DOVER, Del. (AP) — Chemical maker DuPont says strong demand for its agricultural products helped boost third-quarter net income by 23 percent.
E.I. DuPont de Nemours & Co. on Tuesday reported net income of $452 million, or 48 cents per share, for the period ended Sept. 30. That's up from $367 million, or 40 cents per share, for the same period a year ago. In last year's quarter, the expiration of patents in DuPont's pharmaceuticals segment lowered net income by 13 cents per share.

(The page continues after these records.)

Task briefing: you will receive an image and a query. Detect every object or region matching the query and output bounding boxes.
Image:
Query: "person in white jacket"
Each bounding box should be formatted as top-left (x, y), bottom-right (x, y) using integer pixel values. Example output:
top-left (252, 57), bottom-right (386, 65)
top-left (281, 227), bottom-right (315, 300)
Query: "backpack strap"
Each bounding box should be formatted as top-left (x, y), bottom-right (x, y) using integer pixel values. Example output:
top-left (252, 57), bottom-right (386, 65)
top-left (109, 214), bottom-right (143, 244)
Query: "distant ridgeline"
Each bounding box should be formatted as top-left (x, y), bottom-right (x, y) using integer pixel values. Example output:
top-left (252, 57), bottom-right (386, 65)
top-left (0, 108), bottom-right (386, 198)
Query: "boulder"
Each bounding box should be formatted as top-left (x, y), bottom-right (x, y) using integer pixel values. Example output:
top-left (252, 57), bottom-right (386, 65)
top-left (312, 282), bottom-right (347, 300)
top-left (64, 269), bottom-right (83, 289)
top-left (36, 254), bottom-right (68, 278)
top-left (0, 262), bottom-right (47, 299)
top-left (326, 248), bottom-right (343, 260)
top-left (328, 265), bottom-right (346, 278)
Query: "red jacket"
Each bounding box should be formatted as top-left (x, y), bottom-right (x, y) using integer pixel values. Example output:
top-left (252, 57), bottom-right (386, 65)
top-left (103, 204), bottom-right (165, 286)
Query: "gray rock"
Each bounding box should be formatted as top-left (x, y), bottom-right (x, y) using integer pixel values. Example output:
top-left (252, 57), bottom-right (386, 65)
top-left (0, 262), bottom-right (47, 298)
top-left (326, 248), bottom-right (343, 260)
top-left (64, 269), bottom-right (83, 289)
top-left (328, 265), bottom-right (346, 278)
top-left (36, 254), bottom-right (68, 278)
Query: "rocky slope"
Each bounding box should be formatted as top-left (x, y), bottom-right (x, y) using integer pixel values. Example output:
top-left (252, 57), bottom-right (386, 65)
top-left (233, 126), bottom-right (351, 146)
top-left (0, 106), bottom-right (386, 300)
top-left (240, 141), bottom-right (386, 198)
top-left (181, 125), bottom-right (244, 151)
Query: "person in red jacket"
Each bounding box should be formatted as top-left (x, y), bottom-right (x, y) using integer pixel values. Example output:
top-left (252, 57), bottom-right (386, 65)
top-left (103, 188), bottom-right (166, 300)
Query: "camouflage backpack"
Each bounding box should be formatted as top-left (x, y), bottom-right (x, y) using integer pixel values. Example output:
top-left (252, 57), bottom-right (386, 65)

Excluding one-time items, including costs associated with its acquisition of Danish food additives maker Danisco, DuPont reported earnings of 69 cents per share. That topped the average analyst estimate of 56 cents, according to FactSet.
Sales increased 32 percent to $9.2 billion, largely due to higher selling prices and currency benefits. Analysts expected $8.85 billion.
Volume dipped slightly in all regions except Latin America, where DuPont saw volume growth of 17 percent.
Revenue in the company's agricultural unit increased 41 percent to $1.4 billion, with 26 percent higher volumes and 15 percent higher selling prices. DuPont said that reflected a strong, early start to the Latin American growing season. The company saw volume and price gains for its Pioneer corn and soybean seeds.
The acquisition of Danisco boosted performance in DuPont's nutrition and health unit, which saw revenue jump by $540 million to $844 million, and contributed $293 million in sales in the industrial biosciences unit.
"Our portfolio is further strengthened by the rapid integration of Danisco, continued capacity expansions and selective growth investments across many of our businesses," said DuPont Chairwoman and CEO Ellen Kullman.
Based on its third-quarter results, DuPont narrowed its full-year earnings outlook to a range of $3.97 to $4.05 per share excluding significant items, the upper range of its previous guidance of $3.90 to $4.05 per share.
DuPont said growth in its agricultural unit and new food businesses helped offset lower volumes in photovoltaics and specialty polymers. Strong demand for titanium dioxide and pass-through pricing of higher raw material costs helped drive up revenue from performance chemicals up by 28 percent, although volumes dipped 1 percent.